Así que prosiguió su camino. Después de continuar ascendiendo por estrechas veredas, monte arriba, cada vez más sedientos y agotados, llegaron los tres a un jardín que rodeaba una vieja puerta de madera entreabierta. La puerta se asomaba a un amplio camino de tierra, con árboles frondosos a sus costados que ofrecían una acogedora sombra recorrida por la brisa. Bajo el tercero de ellos estaba un anciano jardinero de barba blanca, recostado en el suelo y con la espalda sobre el tronco. Parecía adormilado, con la cabeza cubierta por un amplio sombrero de paja que le cubría el rostro. El caminante se aproximó.
– Buenos días, señor, le dijo.
– Buenos días, joven, respondió afablemente el anciano.
– Estamos a punto de morir de nuevo mi caballo, mi perro y yo, esta vez de sed. ¿Hay algún lugar donde podamos beber los tres, aunque sea un momento, por favor?, preguntó el hombre con esfuerzo, sin poder casi articular las palabras por la falta de saliva.

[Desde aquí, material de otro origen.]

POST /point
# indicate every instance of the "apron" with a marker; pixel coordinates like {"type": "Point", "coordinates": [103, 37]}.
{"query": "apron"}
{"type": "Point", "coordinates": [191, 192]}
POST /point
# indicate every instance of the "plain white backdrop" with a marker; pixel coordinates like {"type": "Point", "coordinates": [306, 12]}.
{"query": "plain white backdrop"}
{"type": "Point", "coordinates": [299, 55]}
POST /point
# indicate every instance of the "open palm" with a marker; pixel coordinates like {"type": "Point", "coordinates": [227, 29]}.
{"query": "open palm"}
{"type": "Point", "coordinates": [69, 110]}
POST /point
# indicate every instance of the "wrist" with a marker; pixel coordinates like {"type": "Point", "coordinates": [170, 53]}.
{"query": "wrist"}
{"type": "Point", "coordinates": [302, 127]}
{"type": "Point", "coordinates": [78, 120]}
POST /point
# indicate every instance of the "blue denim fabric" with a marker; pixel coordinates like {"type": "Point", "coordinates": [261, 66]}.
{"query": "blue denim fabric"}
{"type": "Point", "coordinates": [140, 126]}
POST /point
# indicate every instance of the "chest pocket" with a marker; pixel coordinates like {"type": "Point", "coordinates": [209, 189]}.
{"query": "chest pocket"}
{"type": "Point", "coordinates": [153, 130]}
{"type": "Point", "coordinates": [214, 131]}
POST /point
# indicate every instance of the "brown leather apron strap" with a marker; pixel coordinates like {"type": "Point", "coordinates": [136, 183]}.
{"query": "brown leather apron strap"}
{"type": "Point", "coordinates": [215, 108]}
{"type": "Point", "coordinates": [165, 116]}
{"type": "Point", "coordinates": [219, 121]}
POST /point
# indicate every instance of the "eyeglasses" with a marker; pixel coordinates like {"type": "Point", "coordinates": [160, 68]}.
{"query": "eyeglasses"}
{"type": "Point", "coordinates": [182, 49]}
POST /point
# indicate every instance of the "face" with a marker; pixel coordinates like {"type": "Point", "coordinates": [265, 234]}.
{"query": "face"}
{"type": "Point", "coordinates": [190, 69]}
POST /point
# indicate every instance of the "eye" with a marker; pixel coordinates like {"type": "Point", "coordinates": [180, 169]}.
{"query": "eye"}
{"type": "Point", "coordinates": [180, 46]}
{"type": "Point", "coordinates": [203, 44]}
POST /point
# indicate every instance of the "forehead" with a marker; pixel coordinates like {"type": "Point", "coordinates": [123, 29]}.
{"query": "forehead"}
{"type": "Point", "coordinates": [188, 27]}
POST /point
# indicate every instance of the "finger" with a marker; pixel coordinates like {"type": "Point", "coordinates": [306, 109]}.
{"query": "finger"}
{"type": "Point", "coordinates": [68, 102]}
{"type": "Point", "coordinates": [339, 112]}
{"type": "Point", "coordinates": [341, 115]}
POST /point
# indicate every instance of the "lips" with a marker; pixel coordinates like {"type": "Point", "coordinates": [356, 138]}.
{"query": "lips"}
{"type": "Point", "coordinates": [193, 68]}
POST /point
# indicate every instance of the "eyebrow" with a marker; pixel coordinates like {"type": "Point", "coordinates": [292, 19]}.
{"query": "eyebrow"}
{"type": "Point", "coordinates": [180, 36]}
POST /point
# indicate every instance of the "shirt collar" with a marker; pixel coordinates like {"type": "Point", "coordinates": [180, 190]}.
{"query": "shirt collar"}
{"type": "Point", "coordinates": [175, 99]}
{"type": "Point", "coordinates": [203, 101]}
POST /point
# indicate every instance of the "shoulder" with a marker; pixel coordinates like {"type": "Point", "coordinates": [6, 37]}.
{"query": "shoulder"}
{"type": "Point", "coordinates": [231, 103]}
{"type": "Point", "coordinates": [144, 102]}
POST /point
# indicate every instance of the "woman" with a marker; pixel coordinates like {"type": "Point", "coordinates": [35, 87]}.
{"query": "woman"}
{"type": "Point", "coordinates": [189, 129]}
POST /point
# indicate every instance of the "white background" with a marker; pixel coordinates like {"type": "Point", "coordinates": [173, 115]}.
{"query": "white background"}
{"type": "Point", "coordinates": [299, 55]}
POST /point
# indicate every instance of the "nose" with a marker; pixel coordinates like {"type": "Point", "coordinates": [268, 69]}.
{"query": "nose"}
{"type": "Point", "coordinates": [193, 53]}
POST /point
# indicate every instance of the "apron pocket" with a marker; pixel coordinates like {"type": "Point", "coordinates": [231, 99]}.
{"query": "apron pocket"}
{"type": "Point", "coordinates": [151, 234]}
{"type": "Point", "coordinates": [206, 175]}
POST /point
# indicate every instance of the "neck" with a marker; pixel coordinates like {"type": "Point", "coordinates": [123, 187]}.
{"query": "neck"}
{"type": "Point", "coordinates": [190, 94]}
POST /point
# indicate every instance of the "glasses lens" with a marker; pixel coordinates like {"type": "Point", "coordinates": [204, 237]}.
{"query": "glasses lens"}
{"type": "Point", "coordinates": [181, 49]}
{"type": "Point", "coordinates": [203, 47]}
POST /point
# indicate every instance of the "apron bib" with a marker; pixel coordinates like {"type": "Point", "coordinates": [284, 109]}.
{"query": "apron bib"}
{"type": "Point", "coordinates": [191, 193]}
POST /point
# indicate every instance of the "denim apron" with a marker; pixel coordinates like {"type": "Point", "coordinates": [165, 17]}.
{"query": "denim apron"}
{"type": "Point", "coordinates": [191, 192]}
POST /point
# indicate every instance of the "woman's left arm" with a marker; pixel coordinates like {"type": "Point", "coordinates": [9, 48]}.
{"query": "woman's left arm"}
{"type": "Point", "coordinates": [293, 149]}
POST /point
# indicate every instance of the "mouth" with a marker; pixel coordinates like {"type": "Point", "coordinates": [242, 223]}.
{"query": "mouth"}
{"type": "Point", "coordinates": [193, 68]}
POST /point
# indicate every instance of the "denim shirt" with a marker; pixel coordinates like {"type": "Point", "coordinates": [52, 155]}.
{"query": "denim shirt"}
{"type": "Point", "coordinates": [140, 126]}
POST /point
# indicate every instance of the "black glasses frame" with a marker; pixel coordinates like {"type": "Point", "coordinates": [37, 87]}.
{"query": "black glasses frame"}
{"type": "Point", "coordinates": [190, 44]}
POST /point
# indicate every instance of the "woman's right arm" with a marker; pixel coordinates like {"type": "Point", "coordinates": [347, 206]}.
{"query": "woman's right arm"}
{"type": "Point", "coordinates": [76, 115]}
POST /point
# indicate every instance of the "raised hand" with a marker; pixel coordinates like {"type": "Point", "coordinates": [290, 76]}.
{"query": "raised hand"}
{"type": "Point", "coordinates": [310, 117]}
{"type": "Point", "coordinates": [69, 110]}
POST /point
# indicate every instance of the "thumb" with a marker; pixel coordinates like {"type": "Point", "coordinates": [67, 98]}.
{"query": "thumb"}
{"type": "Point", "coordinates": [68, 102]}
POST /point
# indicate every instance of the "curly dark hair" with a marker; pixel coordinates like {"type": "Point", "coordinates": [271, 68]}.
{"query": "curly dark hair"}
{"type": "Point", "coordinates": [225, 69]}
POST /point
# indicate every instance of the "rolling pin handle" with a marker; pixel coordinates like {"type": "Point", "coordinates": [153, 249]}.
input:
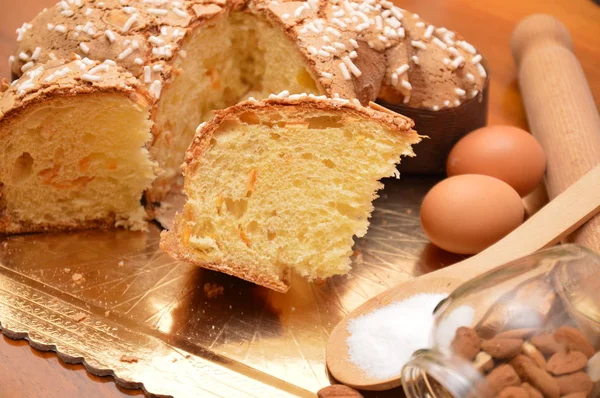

– Detrás de aquellos arbustos hay un manantial de agua fresca, contestó el anciano. Pueden pasar y beber lo que les apetezca.
Nada más oírlo, el hombre, el caballo y el perro saltaron como flechas. Corrieron hasta el manantial, arrojándose literalmente dentro y bebiendo con ansia hasta calmar la sed y refrescarse. Al volver hasta donde estaba el anciano, el hombre le dio efusivamente las gracias.
– Pueden volver cuando quieran, fue la respuesta.
– A propósito – dijo el caminante – ¿cual es el nombre de este lugar?
– Están en el Cielo, contestó el anciano con una amplia sonrisa.
– ¡Pero no es posible, exclamó el hombre sin comprender nada, el guardián que estaba al pie de la montaña, junto al gran portal de mármol, nos dijo que el Cielo estaba allí!
– No, no, aquello no es el Cielo, ¡es el infierno!.
El caminante se quedó tartamudeando del asombro.
– !!!Pero, pero, pero entonces… esto es, es terrible… ese guardián mentiroso del infierno va a engañar a mucha gente!!!
– De ninguna manera, respondió el anciano. La verdad es que nos hace un favor, porque consigue que se queden allí aquellos que son capaces de abandonar, a las primeras de cambio, a sus mejores amigos.